Several clinical trials have shown that alemtuzumab (Lemtrada) effectively reduces relapse rates in patients with multiple sclerosis (MS), and improves disability in the early stages of the disease. A new study adds to evidence of the drug’s efficiency by finding that it affects different aspects of disability to varying degrees, a finding that deepens the understanding of how the treatment modifies MS.
MS disease progression is typically measured using the Expanded Disability Status Score (EDSS), which is composed of items measuring the contribution of symptoms from seven functional systems. Deficits in these systems — the bowel/bladder, brain stem, cerebellum, cerebrum, pyramidal, sensory, and visual functioning — mirror different aspects of disability. In early MS, impairments in these functions contribute more to overall disability than the loss of the capacity to walk.

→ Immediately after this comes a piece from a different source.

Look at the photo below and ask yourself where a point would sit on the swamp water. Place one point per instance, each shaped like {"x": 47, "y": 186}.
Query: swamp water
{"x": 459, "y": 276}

The Phase 2 clinical trial compared alemtuzumab to interferon-beta 1a therapy on outcomes in these functional systems.
Lead by Central Texas Neurology Consultants, the study showed that alemtuzumab was superior to interferon-beta 1a in improving the function of most systems when measured after 36 months. Researchers noted the largest effect of alemtuzumab on sensory, pyramidal, and cerebellar functional systems, which govern muscle movement and fine-tuning, as well as the processing of sensory information. Interferon-beta 1a was only beneficial for improving pyramidal symptoms.
Next, patients were split into two groups, depending on whether they showed increased or decreased disability accumulation after six months. The research team noted that in patients who became worse, decline was mostly seen in the brain stem and sensory functions. The brain stem governs basic functions such as breathing and heart rate, but is also an important relay station and a source of many facial nerves. In contrast, patients who improved during the same period had the largest improvement in the pyramidal and sensory systems.
The study again confirmed alemtuzumab’s benefits compared to interferon treatment, and showed that the drug most strongly affected the systems driving disease progression in the early phases of relapsing-remitting MS.